I feel like you all have now glimpsed behind the flesh wall into the soul wound…and it is humbling.  However, it is good…

Because it is real.

And I know I’m not the only one.

Since the time of when I first wrote the “ick” post, some things have changed.  I realized that I could not try harder, do better, make myself feel differently than I did.  I was completely and utterly at the mercy of a God who is the only one who can restore what the locusts have eaten.

It is when I said, “I can’t do it” that He did.  It is when I gave in, threw in the towel, and determined to let God into my heart and soul to do the surgery work while I was knocked out…’cause knocked out I was!
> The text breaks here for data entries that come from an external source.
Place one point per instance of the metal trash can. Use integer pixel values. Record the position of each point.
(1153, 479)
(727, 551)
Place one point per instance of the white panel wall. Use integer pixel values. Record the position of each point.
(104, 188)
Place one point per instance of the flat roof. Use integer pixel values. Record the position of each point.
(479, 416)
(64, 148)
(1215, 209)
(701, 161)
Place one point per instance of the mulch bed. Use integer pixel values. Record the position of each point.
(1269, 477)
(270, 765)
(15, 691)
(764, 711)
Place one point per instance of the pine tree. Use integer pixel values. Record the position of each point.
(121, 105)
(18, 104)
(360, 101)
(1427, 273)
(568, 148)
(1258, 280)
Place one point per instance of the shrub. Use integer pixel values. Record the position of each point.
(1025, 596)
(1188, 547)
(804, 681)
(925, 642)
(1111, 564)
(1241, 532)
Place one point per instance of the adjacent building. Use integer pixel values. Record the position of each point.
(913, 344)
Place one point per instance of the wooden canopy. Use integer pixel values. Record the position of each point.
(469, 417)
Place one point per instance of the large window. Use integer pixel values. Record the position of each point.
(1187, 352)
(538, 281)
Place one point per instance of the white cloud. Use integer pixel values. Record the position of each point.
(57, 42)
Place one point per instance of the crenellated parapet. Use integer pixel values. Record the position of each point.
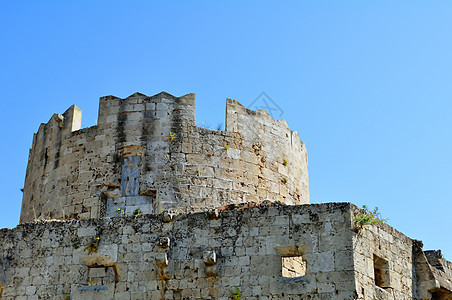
(146, 155)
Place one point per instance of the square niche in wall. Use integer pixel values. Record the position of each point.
(381, 272)
(293, 263)
(293, 266)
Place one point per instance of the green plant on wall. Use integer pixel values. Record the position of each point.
(93, 246)
(285, 162)
(284, 180)
(236, 294)
(172, 136)
(365, 216)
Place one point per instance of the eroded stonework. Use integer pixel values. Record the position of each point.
(147, 153)
(147, 205)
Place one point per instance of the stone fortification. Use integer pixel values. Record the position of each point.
(147, 153)
(262, 252)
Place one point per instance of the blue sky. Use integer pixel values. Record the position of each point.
(366, 84)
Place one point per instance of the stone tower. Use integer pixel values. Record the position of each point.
(146, 154)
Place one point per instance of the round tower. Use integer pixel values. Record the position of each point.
(147, 155)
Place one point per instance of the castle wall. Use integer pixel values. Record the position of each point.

I won’t go into details, but I will say that the bondage I was in is no more.

Is everything perfect?  No.  Is everything much much better and more beautiful?  Yes.  God is that good, that loving, and that caring…He does care about intimacy.  Union.  Marriage.  Oneness.

You are not beyond redemption.  You do not have to live with the consequences of sin forever.  He restores.  He gives life to the dead.

If you are struggling with intimacy, please please please do not not give up…just give in.  Give in to God and let Him heal you from the inside out.  Fight for your marriage.  Your husband needs you, and you need him.  Don’t turn cold on him, let the anger go to God in a heart cry.  You are not alone in this struggle.

And you can be healed.

He promises.

“You did it: you changed wild lament
into whirling dance;
You ripped off my black mourning band
and decked me with wildflowers.
I’m about to burst with song;
I can’t keep quiet about you.
God, my God,
I can’t thank you enough.”  Psalm 30:11,12


Recommended Resources:

Intimate issues, Linda Dillow

Intended for Pleasure, Ed Wheat

Click here and join me on this life journey.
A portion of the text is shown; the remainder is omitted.